For a biologist, who plans to find solutions for diseases, four main types of microscopes are used for research.
They are the dissection, the compound, the scanning electron, and the transmission electron microscope. The transmission and scanning electron microscopes both used electrons and their excitability so as to view objects.
The scanning Nikon Instruments microscope sees pictures in 3D and the transmission one sees them in 2D. A dissection one helps one to see larger images so they can be dissected. The compound is most popular and allows one to see the image in the cell level, unlike the dissection scope.
They are extremely large and both focus on a vacuum in order to see items. Another type of research microscope is the confocal microscope. Browse http://www.technospex.com/calculator/ to get more additional details on Spectroscopy calculation.
It is a step down from the SEM and the TEM, but is still too expensive and complicated to be found in most universities.

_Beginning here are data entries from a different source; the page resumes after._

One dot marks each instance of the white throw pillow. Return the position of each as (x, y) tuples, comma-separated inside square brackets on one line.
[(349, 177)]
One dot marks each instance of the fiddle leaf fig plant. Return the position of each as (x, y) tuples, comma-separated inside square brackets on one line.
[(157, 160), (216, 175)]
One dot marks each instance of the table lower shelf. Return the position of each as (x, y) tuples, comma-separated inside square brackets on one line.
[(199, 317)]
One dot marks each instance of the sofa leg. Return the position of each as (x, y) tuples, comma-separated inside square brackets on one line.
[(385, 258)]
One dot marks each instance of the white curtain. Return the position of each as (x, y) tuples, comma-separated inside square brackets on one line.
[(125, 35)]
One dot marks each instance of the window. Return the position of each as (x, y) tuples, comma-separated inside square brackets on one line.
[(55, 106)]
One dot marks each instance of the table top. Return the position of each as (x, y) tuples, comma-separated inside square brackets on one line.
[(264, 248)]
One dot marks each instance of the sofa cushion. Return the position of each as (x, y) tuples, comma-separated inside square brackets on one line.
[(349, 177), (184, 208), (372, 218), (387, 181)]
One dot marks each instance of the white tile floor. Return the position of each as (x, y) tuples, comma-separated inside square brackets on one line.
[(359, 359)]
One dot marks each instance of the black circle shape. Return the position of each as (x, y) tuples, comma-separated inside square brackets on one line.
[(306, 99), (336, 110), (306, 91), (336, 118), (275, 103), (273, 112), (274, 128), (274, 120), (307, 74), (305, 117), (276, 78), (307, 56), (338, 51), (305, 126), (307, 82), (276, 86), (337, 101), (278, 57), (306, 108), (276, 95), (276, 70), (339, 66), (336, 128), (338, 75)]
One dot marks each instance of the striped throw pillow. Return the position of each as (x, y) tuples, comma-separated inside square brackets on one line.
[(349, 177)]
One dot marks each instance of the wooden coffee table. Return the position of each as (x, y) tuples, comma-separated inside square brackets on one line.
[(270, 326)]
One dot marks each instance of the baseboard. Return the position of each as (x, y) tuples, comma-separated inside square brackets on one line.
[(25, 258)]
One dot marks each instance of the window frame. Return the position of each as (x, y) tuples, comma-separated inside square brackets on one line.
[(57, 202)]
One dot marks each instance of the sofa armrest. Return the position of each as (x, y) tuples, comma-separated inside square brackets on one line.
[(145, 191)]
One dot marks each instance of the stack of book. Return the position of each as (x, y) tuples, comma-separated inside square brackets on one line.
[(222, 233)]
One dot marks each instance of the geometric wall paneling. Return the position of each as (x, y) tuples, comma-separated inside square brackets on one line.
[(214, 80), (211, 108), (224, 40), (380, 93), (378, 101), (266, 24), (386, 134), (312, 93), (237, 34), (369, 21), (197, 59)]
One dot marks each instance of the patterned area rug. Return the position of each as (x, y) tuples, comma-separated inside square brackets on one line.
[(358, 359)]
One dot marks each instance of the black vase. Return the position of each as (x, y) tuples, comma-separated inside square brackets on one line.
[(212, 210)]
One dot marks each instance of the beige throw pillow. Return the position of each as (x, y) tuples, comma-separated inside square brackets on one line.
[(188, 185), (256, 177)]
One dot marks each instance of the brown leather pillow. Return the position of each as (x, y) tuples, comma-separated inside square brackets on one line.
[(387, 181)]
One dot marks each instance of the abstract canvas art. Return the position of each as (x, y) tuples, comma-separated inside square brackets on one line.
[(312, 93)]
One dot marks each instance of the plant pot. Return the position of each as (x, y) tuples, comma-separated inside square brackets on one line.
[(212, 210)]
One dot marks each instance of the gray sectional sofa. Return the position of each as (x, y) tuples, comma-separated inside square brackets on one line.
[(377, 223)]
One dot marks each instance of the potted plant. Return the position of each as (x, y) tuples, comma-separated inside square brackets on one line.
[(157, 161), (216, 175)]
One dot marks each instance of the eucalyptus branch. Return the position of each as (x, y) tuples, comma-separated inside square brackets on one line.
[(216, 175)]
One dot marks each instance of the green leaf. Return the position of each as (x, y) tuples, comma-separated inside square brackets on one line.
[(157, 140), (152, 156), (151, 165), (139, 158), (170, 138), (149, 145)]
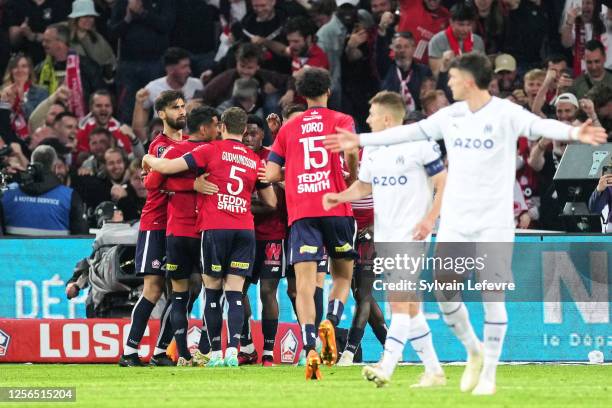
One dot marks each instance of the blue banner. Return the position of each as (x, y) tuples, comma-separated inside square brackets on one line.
[(572, 320)]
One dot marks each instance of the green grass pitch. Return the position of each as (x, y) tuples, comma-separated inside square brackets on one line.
[(113, 386)]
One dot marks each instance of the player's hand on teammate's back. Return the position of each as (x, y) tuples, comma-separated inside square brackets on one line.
[(343, 140), (423, 229), (330, 200), (201, 185), (587, 133)]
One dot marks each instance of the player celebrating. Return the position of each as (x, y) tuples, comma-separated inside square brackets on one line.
[(310, 172), (400, 215), (151, 244), (226, 223), (182, 236), (480, 133)]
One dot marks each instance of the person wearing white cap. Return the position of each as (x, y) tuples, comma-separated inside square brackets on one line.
[(86, 41)]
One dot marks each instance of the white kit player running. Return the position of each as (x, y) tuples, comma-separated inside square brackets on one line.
[(401, 180), (480, 134)]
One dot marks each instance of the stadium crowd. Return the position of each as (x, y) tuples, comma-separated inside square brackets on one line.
[(82, 76)]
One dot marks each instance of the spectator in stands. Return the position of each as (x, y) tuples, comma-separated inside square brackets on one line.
[(220, 88), (43, 206), (99, 142), (508, 78), (143, 28), (595, 57), (303, 51), (490, 24), (405, 76), (52, 72), (263, 26), (28, 19), (458, 37), (602, 197), (197, 23), (582, 23), (525, 33), (130, 197), (87, 42), (101, 115), (424, 19), (21, 93)]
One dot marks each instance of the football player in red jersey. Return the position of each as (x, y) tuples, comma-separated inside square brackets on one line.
[(310, 172), (226, 223), (151, 244), (182, 236)]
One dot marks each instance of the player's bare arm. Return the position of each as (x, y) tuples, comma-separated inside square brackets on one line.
[(357, 190), (164, 166), (425, 226)]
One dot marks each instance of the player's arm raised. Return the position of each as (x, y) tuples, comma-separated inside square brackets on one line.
[(164, 166), (357, 190)]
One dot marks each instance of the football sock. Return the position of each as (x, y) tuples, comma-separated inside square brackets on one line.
[(495, 326), (396, 340), (235, 317), (421, 341), (213, 313), (457, 318), (140, 317)]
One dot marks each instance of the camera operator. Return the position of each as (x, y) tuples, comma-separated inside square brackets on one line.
[(37, 204), (602, 196)]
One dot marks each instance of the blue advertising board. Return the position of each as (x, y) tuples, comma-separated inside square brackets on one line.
[(568, 316)]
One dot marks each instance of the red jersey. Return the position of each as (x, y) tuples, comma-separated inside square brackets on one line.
[(89, 123), (182, 213), (423, 24), (233, 168), (271, 226), (153, 216), (311, 171)]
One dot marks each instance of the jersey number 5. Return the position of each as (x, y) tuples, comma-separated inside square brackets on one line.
[(234, 176), (310, 150)]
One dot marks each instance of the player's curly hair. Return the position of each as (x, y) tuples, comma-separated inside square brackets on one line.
[(312, 82)]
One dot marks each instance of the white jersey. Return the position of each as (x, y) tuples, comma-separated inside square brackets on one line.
[(481, 150), (401, 187)]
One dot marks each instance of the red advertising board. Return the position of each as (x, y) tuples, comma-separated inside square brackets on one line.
[(101, 340)]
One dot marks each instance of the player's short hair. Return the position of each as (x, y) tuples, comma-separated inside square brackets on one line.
[(248, 52), (62, 115), (45, 155), (201, 115), (463, 12), (535, 75), (392, 101), (234, 120), (478, 65), (100, 131), (305, 26), (293, 108), (167, 98), (594, 45), (255, 120), (63, 32), (174, 55), (312, 82)]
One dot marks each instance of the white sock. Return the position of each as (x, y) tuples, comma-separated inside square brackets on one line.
[(396, 340), (127, 350), (248, 349), (457, 318), (420, 339), (496, 324)]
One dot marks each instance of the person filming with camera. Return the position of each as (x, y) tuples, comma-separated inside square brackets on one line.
[(35, 203), (602, 196)]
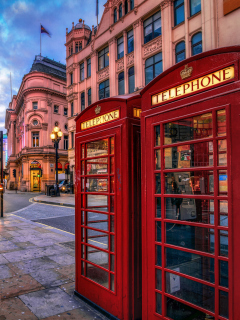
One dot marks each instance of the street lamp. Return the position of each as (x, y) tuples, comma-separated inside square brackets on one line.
[(56, 136)]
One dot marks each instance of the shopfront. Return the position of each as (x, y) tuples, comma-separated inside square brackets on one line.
[(190, 181), (108, 232)]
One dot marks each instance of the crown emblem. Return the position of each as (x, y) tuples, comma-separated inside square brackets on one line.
[(186, 72), (98, 109)]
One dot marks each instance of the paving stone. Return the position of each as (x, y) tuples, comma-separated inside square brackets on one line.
[(63, 259), (48, 302), (15, 286), (14, 309)]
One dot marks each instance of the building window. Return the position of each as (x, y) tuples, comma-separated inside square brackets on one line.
[(82, 71), (104, 90), (65, 141), (72, 138), (55, 110), (131, 80), (120, 10), (89, 67), (78, 46), (82, 101), (35, 139), (89, 97), (152, 27), (178, 11), (115, 15), (197, 43), (153, 67), (120, 47), (121, 83), (103, 58), (195, 7), (180, 51), (35, 105), (130, 40), (126, 6), (131, 4)]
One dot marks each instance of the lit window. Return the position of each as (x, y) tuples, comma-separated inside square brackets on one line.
[(121, 83), (178, 11), (197, 43), (120, 47), (130, 41), (180, 51), (103, 58), (152, 27), (195, 7), (104, 90), (82, 71), (35, 139), (35, 105), (153, 67), (131, 80)]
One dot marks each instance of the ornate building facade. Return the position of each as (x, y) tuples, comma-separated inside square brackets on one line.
[(39, 106), (135, 41)]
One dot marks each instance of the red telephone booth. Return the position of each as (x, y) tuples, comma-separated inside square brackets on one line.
[(108, 231), (190, 181)]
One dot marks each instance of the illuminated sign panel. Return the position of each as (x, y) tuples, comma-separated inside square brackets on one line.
[(114, 115), (195, 85)]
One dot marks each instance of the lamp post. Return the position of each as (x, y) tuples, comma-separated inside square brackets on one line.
[(56, 136)]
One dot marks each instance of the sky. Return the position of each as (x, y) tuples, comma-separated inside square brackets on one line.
[(20, 37)]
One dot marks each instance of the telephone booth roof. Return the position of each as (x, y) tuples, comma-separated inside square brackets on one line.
[(174, 86), (124, 103)]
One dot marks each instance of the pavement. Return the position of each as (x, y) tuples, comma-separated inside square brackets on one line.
[(37, 273), (65, 199)]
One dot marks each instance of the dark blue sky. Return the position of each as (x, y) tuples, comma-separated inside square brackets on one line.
[(20, 36)]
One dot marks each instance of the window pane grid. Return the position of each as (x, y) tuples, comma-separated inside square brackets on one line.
[(218, 231)]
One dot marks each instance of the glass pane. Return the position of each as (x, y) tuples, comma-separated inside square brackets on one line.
[(223, 182), (221, 122), (189, 155), (97, 220), (97, 185), (97, 239), (186, 209), (223, 213), (97, 202), (194, 182), (158, 207), (188, 129), (223, 273), (158, 159), (97, 148), (158, 279), (196, 238), (98, 257), (222, 152), (157, 136), (191, 291), (180, 311), (190, 264), (223, 238), (158, 303), (98, 275), (223, 304)]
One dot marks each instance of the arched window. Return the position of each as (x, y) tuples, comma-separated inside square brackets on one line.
[(197, 43), (180, 51), (120, 11), (115, 15)]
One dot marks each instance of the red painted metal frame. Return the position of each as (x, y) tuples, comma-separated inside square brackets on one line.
[(125, 300), (225, 96)]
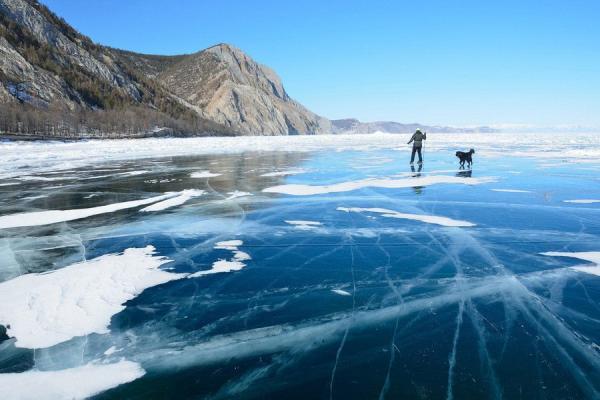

A confocal microscope uses a laser beam to enhance an item, which can be seen on a computer screen. What makes them like the high school microscopes is that items are placed on microscope slides and at a solution, so as to be viewed.
Researchers use a microscope for various reasons. Sometimes it would be to unravel mysteries that have confounded scholars for millions of years. Other times, it may be to help solve a disease puzzle that's plaguing the world.
The world today has become so high tech that many have yet to understand exactly what it is that researchers do behind the scenes until their final product is seen.